If someone is walking around with a water mist sprayer, is it easier to keep people dry by having them wear all manner of layers, or to simply drape a cloth over the mist nozzle?
>People do not wear masks correctly to withstand being around sick people. This was abundantly clear during the pandemic.
Enough people wear masks correctly, so well that almost all airborne diseases disappeared during COVID.
But everyone seems to have forgotten that SARS-CoV-2 is extremely contagious, with a R0 extremely high amongst viruses (I think it is only topped by measles?), far higher than flu.
> If it isn’t severe, then why bother protecting yourself at all? (Leave it to those that want to, or need to, to protect themselves.)
It was a severe disease for a certain portion of the population, especially before the vaccine.

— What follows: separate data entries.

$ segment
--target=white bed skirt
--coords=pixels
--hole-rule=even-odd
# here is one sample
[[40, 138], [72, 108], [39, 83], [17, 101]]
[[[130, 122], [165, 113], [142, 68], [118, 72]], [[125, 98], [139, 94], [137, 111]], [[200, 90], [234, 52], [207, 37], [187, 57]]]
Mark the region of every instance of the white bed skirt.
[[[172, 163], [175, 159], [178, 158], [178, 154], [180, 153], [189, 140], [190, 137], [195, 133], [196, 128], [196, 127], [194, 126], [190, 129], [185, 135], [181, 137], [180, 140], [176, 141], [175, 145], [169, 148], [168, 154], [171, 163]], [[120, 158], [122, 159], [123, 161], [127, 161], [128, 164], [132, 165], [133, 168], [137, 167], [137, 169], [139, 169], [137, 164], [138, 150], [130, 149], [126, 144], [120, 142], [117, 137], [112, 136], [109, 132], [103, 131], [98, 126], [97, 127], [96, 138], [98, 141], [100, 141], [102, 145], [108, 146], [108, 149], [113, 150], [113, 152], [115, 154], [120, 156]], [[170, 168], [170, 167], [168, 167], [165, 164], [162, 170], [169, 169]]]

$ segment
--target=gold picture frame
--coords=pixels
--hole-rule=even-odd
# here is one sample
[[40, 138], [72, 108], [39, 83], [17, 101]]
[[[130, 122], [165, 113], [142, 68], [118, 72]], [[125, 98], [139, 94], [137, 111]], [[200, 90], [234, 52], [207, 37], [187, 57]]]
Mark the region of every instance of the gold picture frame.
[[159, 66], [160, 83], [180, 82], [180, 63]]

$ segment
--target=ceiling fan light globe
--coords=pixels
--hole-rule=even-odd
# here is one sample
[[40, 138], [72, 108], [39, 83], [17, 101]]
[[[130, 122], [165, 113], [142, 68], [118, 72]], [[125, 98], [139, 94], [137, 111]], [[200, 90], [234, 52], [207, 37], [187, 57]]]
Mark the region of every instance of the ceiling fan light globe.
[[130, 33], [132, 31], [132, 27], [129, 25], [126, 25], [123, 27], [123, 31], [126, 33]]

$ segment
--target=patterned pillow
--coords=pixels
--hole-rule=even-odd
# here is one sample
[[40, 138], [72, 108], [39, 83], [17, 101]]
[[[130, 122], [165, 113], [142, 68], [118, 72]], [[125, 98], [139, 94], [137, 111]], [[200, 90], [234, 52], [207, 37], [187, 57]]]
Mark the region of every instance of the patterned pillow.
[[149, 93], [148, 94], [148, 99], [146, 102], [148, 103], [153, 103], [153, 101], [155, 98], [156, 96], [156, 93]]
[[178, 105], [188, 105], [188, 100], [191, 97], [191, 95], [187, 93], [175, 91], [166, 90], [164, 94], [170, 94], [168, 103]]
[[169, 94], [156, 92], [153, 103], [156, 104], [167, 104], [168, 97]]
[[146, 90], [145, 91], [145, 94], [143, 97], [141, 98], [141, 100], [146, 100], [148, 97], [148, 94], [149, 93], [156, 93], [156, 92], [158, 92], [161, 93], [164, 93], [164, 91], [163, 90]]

If you're willing to write off anyone with any preexisting condition and with older than a certain age, or just have them not participating in society for a few years, that's one kind of tradeoff. Everyone taking extra precautions like wearing masks and trying to socially distance is a different tradeoff.
There's no getting around the fact that given a novel risk, we as a society had to make tough choices and tradeoffs over how to deal with it. There was no way to get out of this with zero negative impact - because the world gave us a bad situation.
Revisionism these days seems to accept that we didn't get it right, but rhetorically asks "could you have done better?", and gives only a shrug.
We should have done better, and we could have.
We put those with preexisting conditions and those over a certain age at greater risk by pretending our protection measures were good enough when they really weren't.
That narrative ignores the actual flip-flopping on masks. First we were told not to use them because they were ineffectual (probably an attempt to hoard PPE for health care workers) then we were told that we had to wear them. So do you believe what the scientists (Fauci in particular) said initially, or believe what they said next, completely contradicting themselves and not explaining how the science had changed.
A lot of us accept that science is constantly growing and only gives us the best answers we have in the moment (as opposed to hard truths like in mathematics). That's a strength of science! When there's a sudden change in alleged consensus for no apparent reason, it seems political.
Masks work dramatically better when the person wearing the mask is the one who is sick. A grocery store where the one infected person is masked is better than the grocery store where the one infected person is openly coughing around 30 masked people. Everyone masked works best, but the heavy lifting is done by the sick persons mask.
In short; You wear a mask to protect others from you, not the other way around.
However, this creates a severe social stigma problem however: People wearing masks are outing themselves as being sick (whether or not they actually are). The result is people don't wear masks for fear of social retaliation.
So now you, as a scientist, have to figure out what the messaging around masks is going to be. Wear a mask to protect others? Wear a mask to protect yourself? Everyone wear a mask all the time because we say so?
It was a damned if you do damned if you don't situation. They went with everyone wear a mask all the time, alluding to the implication of masking being a tool of self preservation. Of course masks don't work great at stopping you from getting sick (outside of being specially trained in their use), which is easily proved, and half the country recognized they were being lied too (while never acknowledging that the sick person wearing a mask works great).